The Quiet Collection

The Quiet Collection CoverDeveloper: Nostatic Software
First Release: August, 2015
Version Played: PS Vita
Length: Short
Available: Amazon US (Android) | Amazon UK (Android) | Apple (iPhone / iPad) | PS Store US (PS Vita) | PS Store UK (PS Vita)

A girl doesn’t like noise and distraction, and she’ll do whatever it takes to make it stop. Between her parents, little brother, noisy neighbour and kittens/cat, there’s a lot to sort out before she gets peace and quiet.

The Quiet Collection is a bundle of four short adventure games. The games are also available separately on some platforms. They are: “Quiet, Please!”, “Quiet Christmas”, “Vacation Vexation” and “Candy, Please!” They have old-school pixel graphics and the puzzles are based on picking up and combining objects. Only one object can be carried at once, so it takes a little thought to get everything together.

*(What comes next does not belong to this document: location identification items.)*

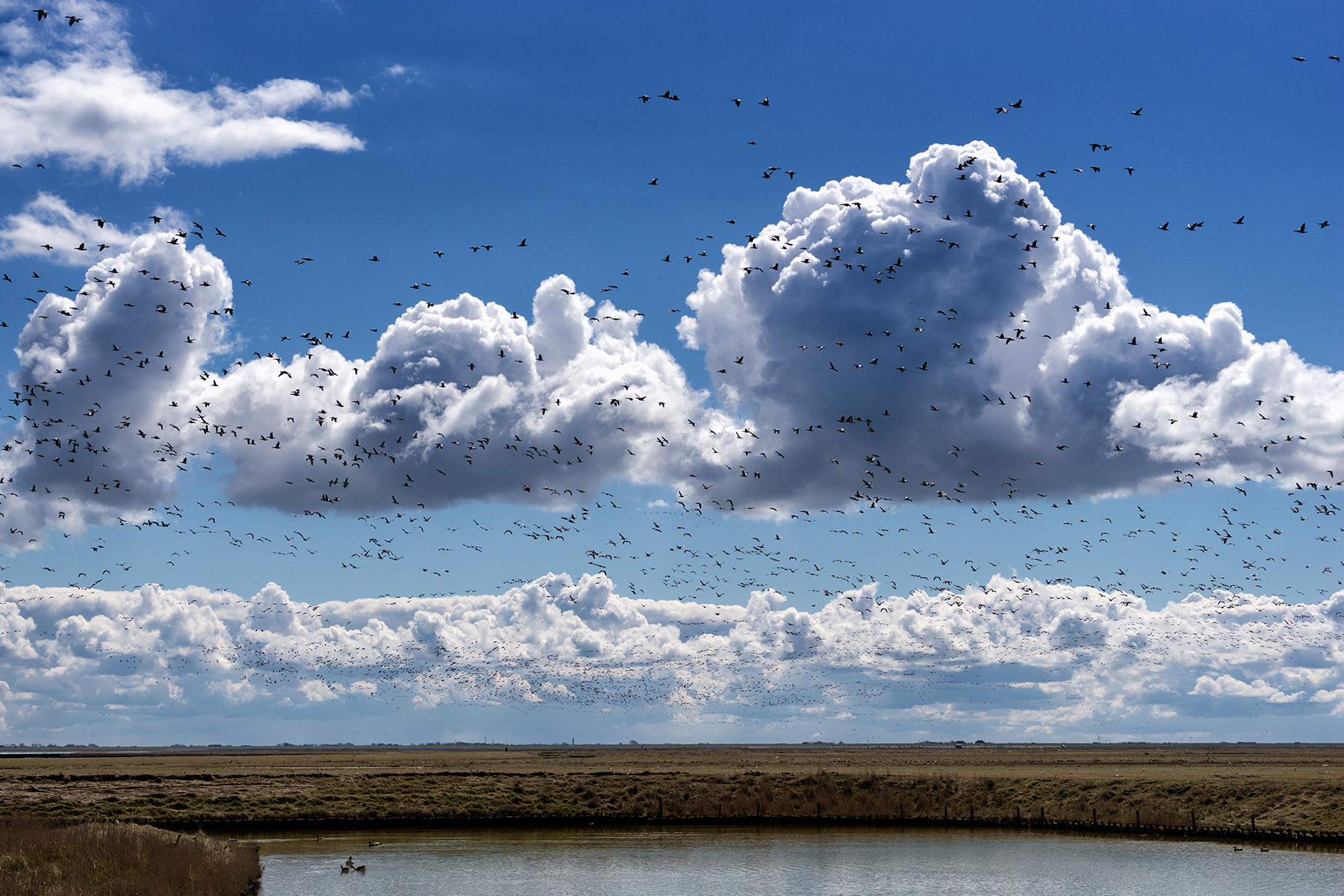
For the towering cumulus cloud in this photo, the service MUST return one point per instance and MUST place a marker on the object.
(78, 92)
(944, 339)
(1014, 659)
(117, 394)
(953, 336)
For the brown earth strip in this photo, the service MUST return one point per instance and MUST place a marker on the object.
(1228, 788)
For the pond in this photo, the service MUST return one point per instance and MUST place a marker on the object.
(773, 862)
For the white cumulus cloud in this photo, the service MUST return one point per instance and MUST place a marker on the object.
(953, 336)
(78, 92)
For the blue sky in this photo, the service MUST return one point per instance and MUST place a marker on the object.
(438, 128)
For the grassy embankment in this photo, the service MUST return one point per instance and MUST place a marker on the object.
(1223, 786)
(45, 857)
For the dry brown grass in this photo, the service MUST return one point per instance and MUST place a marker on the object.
(1284, 788)
(42, 857)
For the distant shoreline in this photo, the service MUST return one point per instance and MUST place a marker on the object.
(1246, 791)
(564, 822)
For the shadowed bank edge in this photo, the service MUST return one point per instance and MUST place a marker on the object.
(46, 857)
(1283, 793)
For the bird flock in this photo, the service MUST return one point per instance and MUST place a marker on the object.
(886, 359)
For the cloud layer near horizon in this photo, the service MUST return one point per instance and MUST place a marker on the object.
(78, 92)
(1014, 660)
(871, 347)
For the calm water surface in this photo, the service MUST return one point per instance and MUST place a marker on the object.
(773, 862)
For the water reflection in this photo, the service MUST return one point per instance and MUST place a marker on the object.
(774, 862)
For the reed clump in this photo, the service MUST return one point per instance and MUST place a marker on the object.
(46, 857)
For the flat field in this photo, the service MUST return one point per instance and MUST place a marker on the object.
(1285, 788)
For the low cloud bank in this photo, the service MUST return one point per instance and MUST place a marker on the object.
(1014, 660)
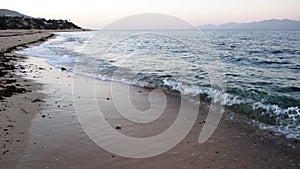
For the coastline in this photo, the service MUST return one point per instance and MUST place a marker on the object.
(233, 145)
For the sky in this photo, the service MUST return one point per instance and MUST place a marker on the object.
(99, 13)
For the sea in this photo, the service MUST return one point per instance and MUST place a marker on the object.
(255, 73)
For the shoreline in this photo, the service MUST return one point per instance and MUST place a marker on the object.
(234, 145)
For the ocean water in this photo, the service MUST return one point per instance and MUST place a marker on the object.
(251, 72)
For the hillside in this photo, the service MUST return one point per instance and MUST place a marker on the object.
(273, 24)
(7, 12)
(15, 20)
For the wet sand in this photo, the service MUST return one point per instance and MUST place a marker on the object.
(52, 136)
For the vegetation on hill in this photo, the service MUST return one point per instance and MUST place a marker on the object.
(8, 22)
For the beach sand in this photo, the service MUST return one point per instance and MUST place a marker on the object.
(40, 127)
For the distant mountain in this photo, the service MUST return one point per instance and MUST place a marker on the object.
(7, 12)
(273, 24)
(14, 20)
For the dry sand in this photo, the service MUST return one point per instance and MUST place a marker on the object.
(50, 135)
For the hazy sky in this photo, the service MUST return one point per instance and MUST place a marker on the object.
(98, 13)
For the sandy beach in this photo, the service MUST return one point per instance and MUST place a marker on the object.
(39, 127)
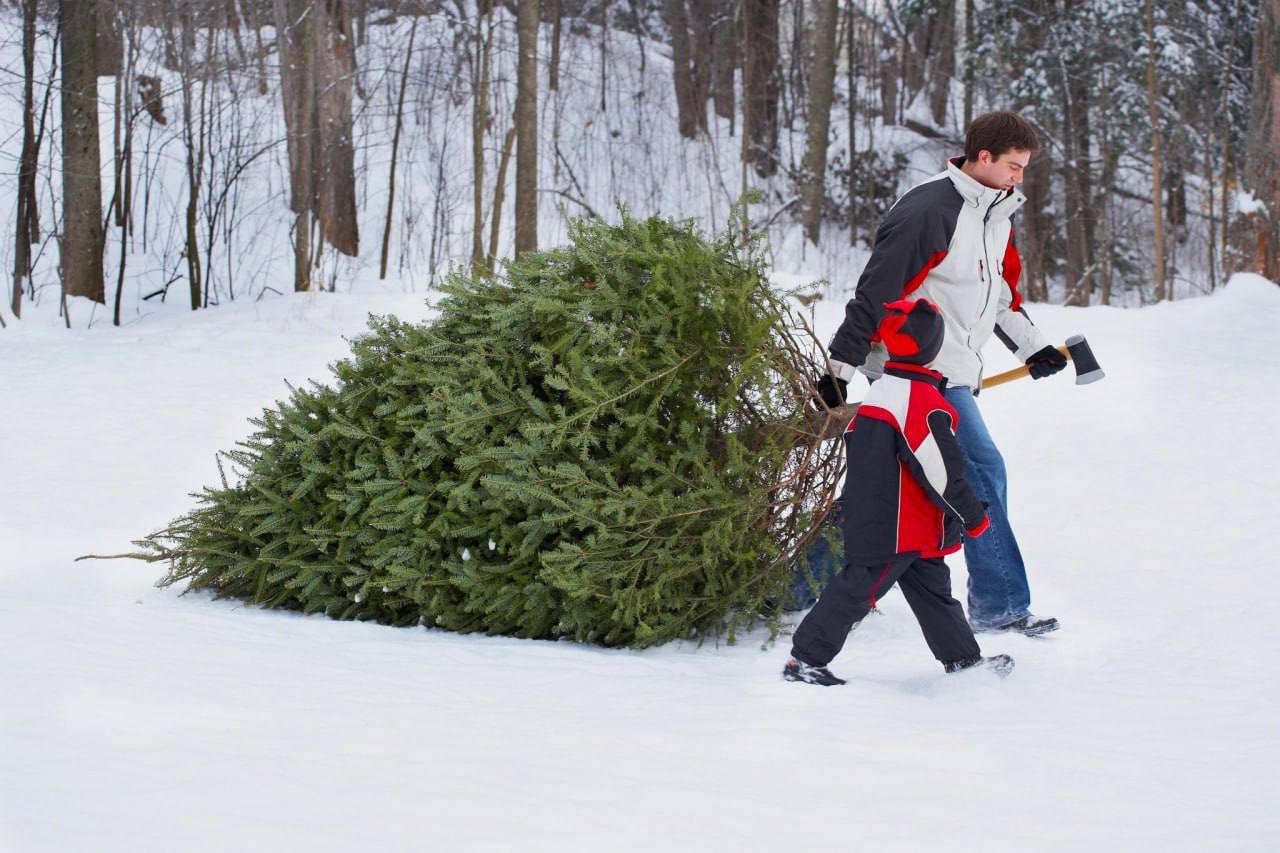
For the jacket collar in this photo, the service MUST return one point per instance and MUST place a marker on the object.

Though it might not have been intended, the concept reminds me of Sensory Processing Disorder. In “Quiet, Please!” she wants to sleep after getting home from school. But small things, like a ticking clock, are too distracting. Even good things, like her pet kittens, need to be out of the room so she can sleep. The methods of getting those things are sometimes mischievous, but I empathised with wanting to make things as quiet as possible.

“Quiet Christmas” is also at her house. This time, she’s getting things sorted so she can sleep and wake for Christmas. It’s similar to the first game in general size and complexity. It does highlight that one of the issues is people not listening to what she wants, as the neighbour continues to sing Christmas carols when she wants him to stop. He can’t imagine why she wouldn’t want him singing.

The third game starts to mix up settings, by taking the family away on holiday. “Vacation Vexation” also has three mini-games, based on arcade classics: Face Invaders (Space Invaders), Badger (Frogger) and Karate Battle. This one had its moments, but I preferred wandering around the house making things quiet to wandering around a beach resort.

“Candy, Please!” is back home for Halloween. It has a larger playing area, as it includes visiting the neighbours. The puzzles are also a little trickier to work out, as they mainly consist of putting together multiple costumes. It takes a little more thought to work out what might go together to make an outfit.

I enjoyed these mini adventures (each one will probably take under an hour). The puzzles and concept are domestic, focusing on the girl and her normal family routine. They’re nice little games for relaxing. It was fun to see some things progress, like the kittens growing up into a cat (I’m assuming the other two kittens were rehomed, rather than combining into one mighty cat, but the game doesn’t say). I didn’t encounter any bugs or other issues, though there are times when the game won’t allow a puzzle solution that would work in real life.

It is worth noting the time it takes to finish them. They’re short, and will play the same way each time, which might be a factor in how much you’re willing to spend on them. Also the character speech is text-only. It’s fairly chunky text, but may be difficult to read on some screens for some people.

If you’re looking for a little adventure game nostalgia, and something not too stressful, this is a nice collection of games.